# Hintergrundlogo Farbe verstärken



## hjo (17. Februar 2005)

Hallo!
ich habe ehrlich gesagt keine Ahnung nach welchen Stichwörtern ich bei meinem prob suchen soll.
Hintergrund, Farbe verstärken..... da finde ich keine Lösung......

Also, ich möchte den grauen Bereich (Drachen) dunkler haben.
Beim Zauberstab wird alles markiert nur nicht der Drache.....
Ausschneiden, ist alles unnötige weg, nur mit dem zauberstab kann ich wieder nix markieren um zu verdunkeln.....

Helft mir bitte, ich bin zu d......

HJO


----------



## MonoMental (17. Februar 2005)

Also der Zauberstab tut hier schon gute Dienste: Du solltest darauf achten, dass die Toleranz niedrig ist. Wenn ich mit einer Toleranz von 1 arbeite und benachbart=off habe, so kann ich wunderbar nur den hinteren grauton auswählen.







LG

der mono


----------



## holzoepfael (17. Februar 2005)

Das einzige Problem ist, dass wenn man den Drachen freistellt, man die Buchstaben dazwischen hat.
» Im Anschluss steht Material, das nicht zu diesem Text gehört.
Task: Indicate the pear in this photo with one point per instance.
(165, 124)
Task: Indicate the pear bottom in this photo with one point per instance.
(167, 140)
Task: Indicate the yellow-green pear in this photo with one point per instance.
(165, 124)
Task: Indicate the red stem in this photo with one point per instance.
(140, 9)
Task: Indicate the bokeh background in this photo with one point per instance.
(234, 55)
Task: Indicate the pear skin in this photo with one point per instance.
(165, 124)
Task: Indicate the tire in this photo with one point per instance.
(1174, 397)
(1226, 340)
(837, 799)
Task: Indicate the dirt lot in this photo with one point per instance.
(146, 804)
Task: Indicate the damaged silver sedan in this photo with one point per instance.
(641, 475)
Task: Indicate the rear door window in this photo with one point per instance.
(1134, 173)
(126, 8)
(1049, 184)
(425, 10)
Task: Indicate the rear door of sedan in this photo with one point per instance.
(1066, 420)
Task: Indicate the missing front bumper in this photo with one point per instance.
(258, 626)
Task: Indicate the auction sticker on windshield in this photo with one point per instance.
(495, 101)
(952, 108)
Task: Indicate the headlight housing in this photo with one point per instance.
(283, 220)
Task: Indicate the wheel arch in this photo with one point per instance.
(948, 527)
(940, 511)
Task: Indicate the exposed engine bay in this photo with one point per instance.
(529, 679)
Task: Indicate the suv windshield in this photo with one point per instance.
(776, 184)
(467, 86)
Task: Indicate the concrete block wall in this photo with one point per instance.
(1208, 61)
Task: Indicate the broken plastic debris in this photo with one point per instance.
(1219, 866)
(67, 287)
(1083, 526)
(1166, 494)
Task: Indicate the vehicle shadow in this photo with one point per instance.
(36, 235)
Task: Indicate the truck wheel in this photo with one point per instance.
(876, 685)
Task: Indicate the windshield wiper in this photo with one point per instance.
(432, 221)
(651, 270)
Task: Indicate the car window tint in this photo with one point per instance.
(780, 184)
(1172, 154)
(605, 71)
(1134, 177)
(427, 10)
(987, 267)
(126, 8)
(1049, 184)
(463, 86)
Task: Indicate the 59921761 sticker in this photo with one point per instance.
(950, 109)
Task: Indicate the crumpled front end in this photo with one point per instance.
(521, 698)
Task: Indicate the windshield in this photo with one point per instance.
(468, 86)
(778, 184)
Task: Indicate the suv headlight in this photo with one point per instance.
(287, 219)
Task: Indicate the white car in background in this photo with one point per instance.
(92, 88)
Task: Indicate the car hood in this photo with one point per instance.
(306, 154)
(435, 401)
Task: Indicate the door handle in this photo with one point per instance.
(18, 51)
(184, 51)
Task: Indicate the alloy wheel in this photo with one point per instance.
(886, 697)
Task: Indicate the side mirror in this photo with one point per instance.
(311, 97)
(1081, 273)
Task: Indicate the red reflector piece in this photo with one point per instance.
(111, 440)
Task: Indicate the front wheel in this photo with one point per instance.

Und ja nicht vergessen: kein Häcken bei "benachbart"

/e: doh da war wohl einer schneller und anscheinend habe ich dich erst noch falsch verstanden....sorry....


----------



## hjo (17. Februar 2005)

Aaah, ja danke Euch.


----------



## MeTwiCK (17. Februar 2005)

Noch besser gehts wahrscheinlich mit "Select -> Color Range..."
Damit kann man die Toleranz auch besser auswählen.


----------



## hjo (24. Februar 2005)

Hallo!


Danke nochmal!

Hier mal der grund für meine Frage:


----------



## versuch13 (24. Februar 2005)

hey hjo,

also ich denke die beste Möglichkeit wäre das über eine Selektive Farbkorrektur zu lösen.
Hast es ja schon gelöst, aber kannst du dir ja für das nächste mal merken.

greetz


----------



## Philip Kurz (24. Februar 2005)

Probleme dürfte es bei deinem Bild schon aufgrund der "miesen" Qualität geben. Ich hoffe, dass dir ein besseres zur Verfügung steht


----------